Ces résultats doivent être observés dans la durée, puisque les observations peuvent s’étendre maintenant sur deux ou trois générations, et dans un double espace de proximité ; les “usagers” sont dans deux cercles concentriques : ceux qui forment la réception interne, et ceux, disposés dans le voisinage, qui forment la réception locale. 
Dans la réception interne, les manifestations positives qui font sens portent sur l’estimation de la valeur d’usage, sur les adaptations à de nouveaux usages, sur la conservation spontanée, sur les actions collectives de contrôle. Elle portent aussi sur la capacité à reconnaître l’œuvre dans sa spécificité, et sur les conséquences : volonté de faire connaître le bâtiment, moyens mis en œuvre, effets économiques de l’historicité et / ou de la valeur de l’œuvre. 
Dans la réception locale, l’observation porte sur la place relative du bâtiment dans son environnement (a-t-il une fonction de repère ? ), sur les manifestations de contrôle des édifices voisins, et, le cas échéant, sur le réglage de la transformation de l’environnement en relation avec l’édifice, sur les éventuelles décisions d’urbanisme, sur l’impact de l’édifrice dans l’édition de proximité (place dans les guides de tourisme, dans les inventaires locaux). Examinons ces problèmes dans des édifices de Le Corbusier, un architecte dont la notoriété est largement établie à partir des années 1930 ; or cette notoriété de l’architecte n’a pas un effet systématique et direct sur la réception des édifices par les usagers. Pour beaucoup d’édifices, les informations disponibles montrent que l’appréciation dans la proximité de l’édifice est indépendante de la réputation chez les connaisseurs. 

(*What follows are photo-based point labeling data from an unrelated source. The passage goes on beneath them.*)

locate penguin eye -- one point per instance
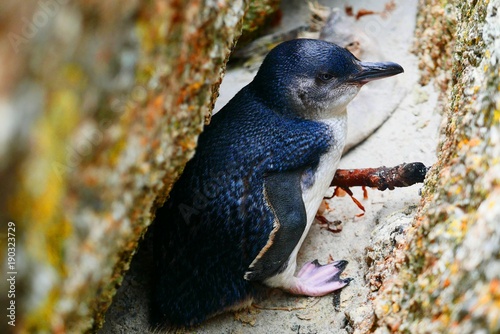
(325, 77)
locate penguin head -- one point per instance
(314, 79)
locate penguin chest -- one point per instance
(315, 184)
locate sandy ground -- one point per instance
(409, 134)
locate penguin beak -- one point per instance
(374, 71)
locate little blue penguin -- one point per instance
(244, 203)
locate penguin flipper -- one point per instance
(283, 196)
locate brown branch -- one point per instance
(382, 178)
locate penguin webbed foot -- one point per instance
(317, 280)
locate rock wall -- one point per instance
(101, 104)
(447, 277)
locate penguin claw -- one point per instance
(315, 279)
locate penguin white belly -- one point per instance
(313, 192)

La villa Savoye (1928-1931) est une résidence secondaire relative à une résidence parisienne principale ; les premiers habitants de la villa l’occupent, de façon discontinue, moins de dix années ; séparée de l’espace public par un environnement végétal qui la masque, elle n’a aucune existence locale. Après son occupation permanente par l’armée allemande, entre 1940 et 1944 (et ou peut avancer que ce furent les principaux usagers), elle perd sa fonction d’habitation, et entre dans une période d’abandon matériel poussé, qui la met en péril. Gérée ensuite par la ville de Poissy, elle est ensuite réduite à être un abri pour des activités de loisir pour les enfants des écoles. La réception interne et la réception locale sont devenues équivalentes à zéro. En 1959, un mouvement international d’opinion, tout à fait indépendant, entraîne le ministre André Malraux à prendre des mesures qui mettent la célèbre villa à l’abri de l’abandon et de la destruction ; mais elle ne retrouve pas sa fonction d’habitation : elle devenue un édifice d’exposition. Isolée, gérée par une institution nationale, elle n’est toujours pas un élément de la vie locale.

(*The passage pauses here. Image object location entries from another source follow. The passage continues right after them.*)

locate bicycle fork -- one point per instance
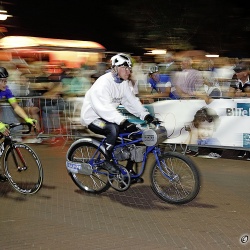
(15, 152)
(164, 168)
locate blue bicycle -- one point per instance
(174, 177)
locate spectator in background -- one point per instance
(188, 82)
(201, 131)
(211, 84)
(5, 93)
(240, 87)
(154, 78)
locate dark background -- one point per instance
(214, 26)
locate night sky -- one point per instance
(94, 20)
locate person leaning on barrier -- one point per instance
(6, 93)
(99, 111)
(240, 87)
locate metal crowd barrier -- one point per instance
(56, 117)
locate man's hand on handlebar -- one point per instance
(128, 126)
(4, 129)
(31, 121)
(150, 119)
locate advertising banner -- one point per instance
(223, 122)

Dans les maisons construites pour Henri Frugès à Pessac (1924-1927), la première génération des usagers ne correspond en rien à celle qui était prévue par le commanditaire, ruiné par l’opération et qui vit hors de France dès lors, et pour de longues années. Ces occupants, dépouvus de tout intérêt pour des habitations non voulues, non désirées, transforment sans réticence ni scrupules les édifices ; ces transformations corrigent, par l’extension des volumes utiles, des maisons dont la capacité pratique est jugée insuffisante. La terrasse fait souvent les frais de cette extension par addition d’un niveau de pièces d’habitation. Les ouvrants en acier, lorsqu’ils présentent des défauts de fonctionnement, sont remplacés par des menuiseries standards en bois, quitte à modifier la maçonnerie de la paroi. Cette première phase d’indifférence active s’achève en 1974, lorsqu’un néo-habitant, appartenant à une catégorie socio-professionnelle plus élevée, s’engage en pionnier dans la restauration exigeante d’une maison. Cette attitude nouvelle fait boule de neige, au point d’entraîner la venue d’autres néo-habitants, et à terme un renouvellement complet de la population. La conséquence de cette métamorphose de la réception interne est la transformation, dans les années 1980, des attitudes locales officielles : la ville, puis l’Etat, s’engagent ensuite dans la mise en œuvre de dispositifs de protection progressivement appliqués depuis, et qui prennent leur place dans l’accompagnement des initiatives dynamiques des néo-propriétaires. Nous avons ici le cas d’une valeur d’usage négligeable, que des acteurs nouveaux informés corrigent au nom d’une valeur symbolique acquise par la réputation croissante de l’architecte ; en retour, cette réputation de l’architecte se trouve renforcée, puisque la réhabilitation des édifices leur permet de réintégrer la cohorte des édifices qui ont un sens culturel et historique, au prix de l’effacement de l’épisode (en gros 1925-1975) pendant lequel le statut de l’architecte n’existe pas localement.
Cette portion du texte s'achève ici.